En face du fort étaient quelques sentinelles occupées à surveiller les mouvements de l'ennemi; et dans l'intérieur même des murs on apercevait, à la porte des corps de garde, des soldats qui semblaient engourdis par le sommeil après les veilles de la nuit. Vers le sud-est, mais en contact immédiat avec le fort, était un camp retranché placé sur une éminence, où il aurait été beaucoup plus sage de construire le fort même. OEil-de-Faucon fit remarquer au major que les troupes qui s'y trouvaient étaient les compagnies auxiliaires qui avaient quitté Édouard quelques instants avant lui. Du sein des bois situés un peu vers le sud, on voyait en différents endroits, plus loin, s'élever une épaisse fumée, facile à distinguer des vapeurs plus diaphanes dont l'atmosphère commençait à se charger, ce que le chasseur regarda comme un indice sûr que des troupes de sauvages y étaient stationnées.

Mais ce qui intéressa le plus le jeune major fut le spectacle qu'il vit sur les bords occidentaux du lac quoique très près de sa rive méridionale. Sur une langue de terre qui, de l'élévation où il se trouvait, paraissait trop étroite pour contenir une armée si considérable, mais qui dans le fait s'étendait sur plusieurs milliers de pieds, depuis les bords de l'Horican jusqu'à la base des montagnes, des tentes avaient été dressées en nombre suffisant pour une armée de dix mille hommes: des batteries avaient déjà été établies en avant, et tandis que nos voyageurs regardaient, chacun avec des émotions différentes, une scène qui semblait une carte étendue sous leurs pieds, le tonnerre d'une décharge d'artillerie s'éleva de la vallée, et se propagea d'écho en écho jusqu'aux montagnes situées vers l'orient.

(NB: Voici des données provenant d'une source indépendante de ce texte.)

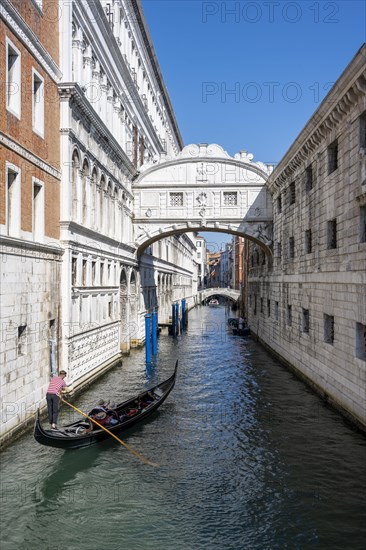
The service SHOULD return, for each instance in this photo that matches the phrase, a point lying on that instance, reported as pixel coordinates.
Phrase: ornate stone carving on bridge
(203, 188)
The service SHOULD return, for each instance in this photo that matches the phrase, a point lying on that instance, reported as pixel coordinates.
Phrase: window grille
(362, 224)
(279, 204)
(332, 234)
(276, 311)
(305, 320)
(292, 193)
(309, 178)
(291, 247)
(22, 340)
(176, 199)
(308, 241)
(230, 198)
(84, 272)
(332, 157)
(73, 271)
(328, 329)
(279, 250)
(361, 341)
(289, 315)
(363, 130)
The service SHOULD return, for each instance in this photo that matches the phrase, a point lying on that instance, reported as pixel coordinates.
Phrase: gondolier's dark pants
(53, 406)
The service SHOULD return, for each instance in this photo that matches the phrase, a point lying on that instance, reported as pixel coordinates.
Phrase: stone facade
(115, 116)
(309, 304)
(29, 208)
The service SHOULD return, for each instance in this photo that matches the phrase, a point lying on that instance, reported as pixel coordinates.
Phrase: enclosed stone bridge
(226, 292)
(202, 189)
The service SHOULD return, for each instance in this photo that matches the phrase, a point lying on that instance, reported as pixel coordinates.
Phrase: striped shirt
(56, 384)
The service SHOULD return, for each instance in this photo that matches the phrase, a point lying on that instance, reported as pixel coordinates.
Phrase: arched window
(75, 184)
(93, 200)
(86, 191)
(101, 203)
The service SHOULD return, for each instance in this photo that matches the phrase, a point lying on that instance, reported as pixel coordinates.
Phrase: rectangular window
(176, 199)
(363, 224)
(361, 341)
(333, 157)
(328, 328)
(305, 321)
(13, 79)
(292, 193)
(22, 340)
(84, 272)
(230, 198)
(308, 241)
(74, 263)
(38, 210)
(291, 247)
(309, 178)
(12, 201)
(279, 204)
(332, 234)
(279, 250)
(363, 130)
(38, 103)
(276, 311)
(289, 315)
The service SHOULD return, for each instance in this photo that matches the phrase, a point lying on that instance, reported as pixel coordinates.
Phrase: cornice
(72, 92)
(209, 160)
(19, 27)
(324, 121)
(17, 148)
(9, 243)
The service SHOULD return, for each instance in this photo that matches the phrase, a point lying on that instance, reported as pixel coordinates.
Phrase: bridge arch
(203, 189)
(229, 293)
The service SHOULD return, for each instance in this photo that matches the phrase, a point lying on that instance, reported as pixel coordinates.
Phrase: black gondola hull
(62, 439)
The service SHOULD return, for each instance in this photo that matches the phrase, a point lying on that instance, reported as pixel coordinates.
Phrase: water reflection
(249, 458)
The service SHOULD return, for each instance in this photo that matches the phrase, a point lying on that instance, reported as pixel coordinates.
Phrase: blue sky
(249, 75)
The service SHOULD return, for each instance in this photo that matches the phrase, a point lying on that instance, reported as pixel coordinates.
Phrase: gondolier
(84, 433)
(56, 385)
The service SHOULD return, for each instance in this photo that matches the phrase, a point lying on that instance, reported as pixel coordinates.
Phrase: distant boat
(84, 433)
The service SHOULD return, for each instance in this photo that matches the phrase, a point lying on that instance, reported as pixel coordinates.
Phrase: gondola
(84, 432)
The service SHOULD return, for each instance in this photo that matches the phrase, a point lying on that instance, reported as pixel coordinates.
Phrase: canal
(249, 458)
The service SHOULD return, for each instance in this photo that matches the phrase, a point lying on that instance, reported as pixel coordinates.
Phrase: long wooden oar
(145, 460)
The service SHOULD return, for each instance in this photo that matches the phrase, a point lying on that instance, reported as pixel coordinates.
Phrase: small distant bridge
(226, 292)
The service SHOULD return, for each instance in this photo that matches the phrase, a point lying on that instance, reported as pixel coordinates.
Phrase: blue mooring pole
(148, 337)
(173, 319)
(155, 331)
(184, 314)
(177, 324)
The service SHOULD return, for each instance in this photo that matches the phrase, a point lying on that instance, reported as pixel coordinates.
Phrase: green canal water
(249, 458)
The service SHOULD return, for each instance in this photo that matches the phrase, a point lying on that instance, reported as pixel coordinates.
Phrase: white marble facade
(115, 115)
(309, 306)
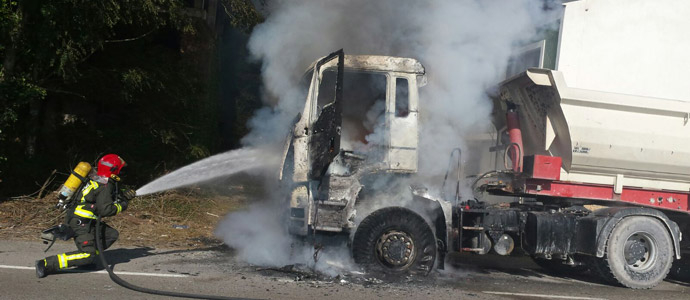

— La lumière du matin commence à poindre là-bas dit le chasseur avec le plus grand sang-froid, et ceux qui ne dorment pas veulent éveiller les dormeurs au bruit du canon. Nous sommes arrivés quelques heures trop tard; Montcalm a déjà rempli les bois de ses maudits Iroquois.

— La place est réellement investie, répondit Heyward; mais ne nous reste-t-il donc aucun moyen pour y entrer? Ne pourrions-nous du moins l'essayer? Il vaudrait encore mieux être faits prisonniers par les Français que de tomber entre les mains des Indiens.

— Voyez comme ce boulet a fait sauter les pierres du coin de la maison du commandant! s'écria OEil-de-Faucon, oubliant un instant qu'il parlait devant les deux filles de Munro. Ah! ces Français savent pointer un canon, et ils abattront le bâtiment en moins de temps qu'il n'en a fallu pour le construire, quelque solide qu'il soit.

— Heyward, dit Cora, la vue d'un danger que je ne puis partager me devient insupportable. Allons trouver Montcalm, et demandons- lui la permission d'entrer dans le fort. Oserait-il refuser la demande d'une fille qui ne veut que rejoindre son père?

— Vous auriez de la peine à arriver jusqu'à lui avec votre tête, répondit tranquillement le chasseur. Si j'avais à ma disposition une de ces cinq cents barques qui sont amarrées sur le bord du rivage, nous pourrions tenter d'entrer dans le fort; mais… Ah! le feu ne durera pas longtemps, car voilà un brouillard qui commence, et qui changera bientôt le jour en nuit, ce qui rendra la flèche d'un Indien plus dangereuse que le canon d'un chrétien. Eh bien! cela peut nous favoriser, et si vous vous en sentez le courage, nous essaierons de faire une trouée; car j'ai grande envie d'approcher de ce camp, quand ce ne serait que pour dire un mot à quelqu'un de ces chiens de Mingos que je vois rôder là-bas près de ce bouquet de bouleaux.

— Nous en avons le courage, dit Cora avec fermeté; nous vous suivrons sans craindre aucun danger, quand il s'agit d'aller retrouver notre père.

Le chasseur se tourna vers elle, et la regarda avec un sourire d'approbation cordiale.

— Si j'avais avec moi, s'écria-t-il, seulement un millier d'hommes ayant de bons yeux, des membres robustes, et autant de courage que vous en montrez, avant qu'il se passe une semaine, je renverrais tous ces Français au fond de leur Canada, hurlant comme des chiens à l'attache ou comme des loups affamés. Mais allons, continua-t-il en s'adressant à ses autres compagnons, partons avant que le brouillard arrive jusqu'à nous; il continue de s'épaissir, et il servira à masquer notre marche. S'il m'arrive quelque accident, souvenez-vous de conserver toujours le vent sur la joue gauche, ou plutôt suivez les Mohicans, car ils ont un instinct qui leur fait connaître leur route la nuit comme le jour.